It’s just before Christmas and with the holiday spirit in mind, I want to let you know that “Software” Santa is alive and well – but only in Europe!

So what’s this about? Many organizations have considered selling software licences that they are no longer using due to buying too many licenses or converting to a different software. But in North America you can’t resell your unused – but paid for – software licences. In Europe, you can legally do it!

Last year in July, Europe’s highest court, the European Court of Justice, ruled against Oracle, stating that the exclusive right of distribution of a copy of a software is “exhausted” on its first sale (see here for more information). Copyright “exhaustion” refers to the concept that once you sold something, you gave up your right to control it. This means that the selling and/or trading of used software licenses is legal in Europe and that the issuer of such software cannot oppose any resale.

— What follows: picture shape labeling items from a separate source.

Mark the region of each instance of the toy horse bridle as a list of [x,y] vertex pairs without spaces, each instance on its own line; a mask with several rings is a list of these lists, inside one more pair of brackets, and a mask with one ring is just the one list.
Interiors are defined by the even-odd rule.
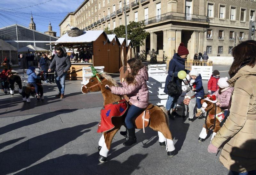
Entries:
[[[213,107],[213,106],[214,105],[215,106],[215,110],[214,112],[214,121],[213,122],[213,126],[212,125],[211,127],[210,127],[210,128],[208,128],[208,127],[207,127],[207,125],[206,125],[207,116],[208,116],[208,115],[210,115],[209,114],[209,110]],[[205,120],[204,121],[204,125],[205,125],[205,128],[206,128],[207,129],[210,131],[212,131],[214,129],[214,128],[215,128],[215,122],[216,121],[216,111],[217,110],[217,106],[216,105],[216,103],[212,103],[212,104],[211,104],[211,105],[210,105],[210,106],[208,107],[205,108],[204,109],[204,109],[204,110],[205,111],[206,111]]]
[[104,81],[105,81],[106,80],[106,78],[104,78],[104,79],[103,79],[102,81],[101,81],[100,79],[100,78],[99,78],[99,77],[98,77],[97,76],[96,76],[96,77],[97,78],[97,79],[98,80],[98,82],[97,84],[95,84],[92,85],[92,86],[90,86],[89,87],[87,87],[87,86],[85,86],[84,84],[83,86],[85,88],[85,89],[86,89],[86,90],[87,90],[87,91],[88,91],[88,92],[90,92],[90,88],[92,88],[92,87],[94,87],[94,86],[98,86],[98,85],[99,85],[99,86],[100,87],[100,91],[101,91],[101,87],[100,86],[100,84],[102,84],[102,82],[104,82]]

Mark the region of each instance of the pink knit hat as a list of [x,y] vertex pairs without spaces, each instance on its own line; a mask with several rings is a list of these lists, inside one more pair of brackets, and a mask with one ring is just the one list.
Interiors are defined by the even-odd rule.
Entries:
[[226,88],[229,86],[229,85],[227,82],[228,79],[228,77],[220,78],[219,79],[218,84],[220,88]]

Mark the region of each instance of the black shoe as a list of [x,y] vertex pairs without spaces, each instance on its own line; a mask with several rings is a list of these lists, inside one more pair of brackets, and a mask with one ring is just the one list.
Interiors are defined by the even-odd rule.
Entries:
[[189,122],[192,122],[193,121],[193,119],[190,119],[188,118],[188,121]]
[[126,137],[126,131],[120,131],[120,134],[124,137]]
[[137,143],[137,139],[135,136],[135,128],[128,129],[128,140],[123,144],[126,146],[131,146],[132,144]]
[[179,115],[178,113],[176,112],[176,111],[174,111],[172,113],[172,115],[175,115],[178,117],[181,117],[181,116],[180,115]]
[[169,115],[169,118],[171,120],[174,120],[174,117],[172,115],[170,114]]

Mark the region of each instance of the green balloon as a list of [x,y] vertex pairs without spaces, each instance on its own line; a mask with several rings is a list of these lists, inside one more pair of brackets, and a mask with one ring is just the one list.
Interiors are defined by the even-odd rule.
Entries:
[[184,70],[180,70],[178,72],[178,77],[180,79],[183,80],[186,77],[187,73]]

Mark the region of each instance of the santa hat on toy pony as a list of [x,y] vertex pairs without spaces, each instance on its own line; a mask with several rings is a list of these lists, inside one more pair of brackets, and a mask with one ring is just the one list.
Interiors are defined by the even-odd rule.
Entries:
[[213,103],[215,103],[218,102],[215,95],[208,94],[207,95],[207,97],[204,99]]

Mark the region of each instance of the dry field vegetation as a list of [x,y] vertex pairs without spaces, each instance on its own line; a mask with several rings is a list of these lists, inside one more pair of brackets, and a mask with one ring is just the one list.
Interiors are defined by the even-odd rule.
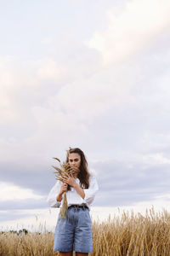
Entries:
[[[104,221],[93,221],[94,253],[90,256],[170,255],[170,213],[153,208],[144,215],[123,212]],[[0,256],[58,256],[54,233],[0,234]]]

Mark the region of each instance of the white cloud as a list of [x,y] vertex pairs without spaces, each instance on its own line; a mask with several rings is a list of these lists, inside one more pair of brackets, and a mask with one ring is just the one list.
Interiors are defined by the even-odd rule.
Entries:
[[102,54],[105,65],[125,61],[169,32],[169,11],[168,0],[128,1],[118,14],[108,12],[108,29],[96,32],[88,44]]
[[0,183],[0,201],[43,198],[42,195],[36,195],[32,189],[23,189],[13,183]]

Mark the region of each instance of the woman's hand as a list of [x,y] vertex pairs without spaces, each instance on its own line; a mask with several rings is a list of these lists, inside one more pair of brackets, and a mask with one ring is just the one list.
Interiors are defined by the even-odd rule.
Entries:
[[68,185],[67,183],[62,183],[61,187],[60,187],[60,194],[63,194],[64,192],[67,191],[67,188],[68,188]]
[[70,176],[69,174],[65,173],[65,175],[62,176],[63,177],[63,182],[69,184],[71,187],[75,187],[76,183],[75,181],[75,178],[73,176]]
[[56,197],[57,201],[61,201],[63,193],[67,191],[67,188],[68,188],[67,183],[62,183],[62,185],[60,187],[60,191],[59,195]]

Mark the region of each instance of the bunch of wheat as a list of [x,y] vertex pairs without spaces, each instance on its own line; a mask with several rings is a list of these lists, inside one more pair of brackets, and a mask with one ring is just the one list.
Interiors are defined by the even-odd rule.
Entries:
[[[63,182],[63,176],[65,176],[65,174],[68,174],[73,177],[76,177],[78,172],[80,172],[78,168],[71,167],[70,164],[65,163],[65,161],[63,162],[63,164],[61,164],[60,160],[56,157],[54,157],[54,159],[59,161],[60,165],[60,168],[52,166],[57,171],[54,172],[56,179]],[[68,185],[67,190],[69,189],[70,189],[70,186]],[[65,213],[67,212],[67,211],[68,211],[68,203],[66,199],[66,193],[64,192],[63,203],[61,207],[61,217],[65,218]]]

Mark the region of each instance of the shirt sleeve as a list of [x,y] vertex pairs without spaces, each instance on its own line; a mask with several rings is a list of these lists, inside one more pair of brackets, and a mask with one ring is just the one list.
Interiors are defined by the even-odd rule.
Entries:
[[84,201],[88,205],[91,205],[93,203],[98,190],[99,190],[99,185],[96,177],[94,174],[90,174],[89,188],[84,189],[84,193],[85,193]]
[[61,184],[62,183],[60,180],[58,180],[55,185],[51,189],[48,195],[47,202],[50,207],[59,208],[60,207],[61,201],[57,201],[56,197],[59,195]]

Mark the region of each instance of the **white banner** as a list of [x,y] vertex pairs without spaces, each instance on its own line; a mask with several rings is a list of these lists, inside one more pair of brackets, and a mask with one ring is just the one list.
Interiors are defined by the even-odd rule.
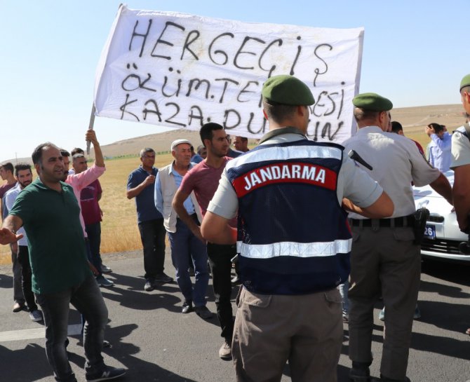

Last month, this was further strengthened by a German (Hamburg Regional) court that ruled that SAP’s terms and conditions are anti-competitive. Among other things, those clauses required written permission from SAP for the resale of SAP licenses. The ruling means that SAP software can now be resold in Germany without the vendor’s permission.

And what’s happening in North America? Have the European rulings created a debate? Has any media covered it? The best I could find is a story about an appeals court ruling in the US that when dealing with software, as long as the provider calls what it sells “a license” rather than a “sale,” the provider (e.g. Oracle or SAP) keeps the resale rights.

It is interesting that there is no debate on the subject in North America when a similar ruling would benefit many organizations, as most have unused software licences that they could sell, allowing the resale of software licences. This would help the organization purchasing the used software licences, as the buyers would get these at a fraction of the cost. It would also create a resale market for used software licences. It would be just like cars – some people will only buy used cars, while others want new ones with the latest features.

In the new world of software licencing, North American vendors will find that they are at a disadvantage when they compete for business in Europe, unless they offer their products to the new and used market. They will probably change their licencing terms to allow the flexibility of the reselling feature in Europe, but not in North America as there is no pressure to do so.

What do you think – should the reselling of software licences be allowed?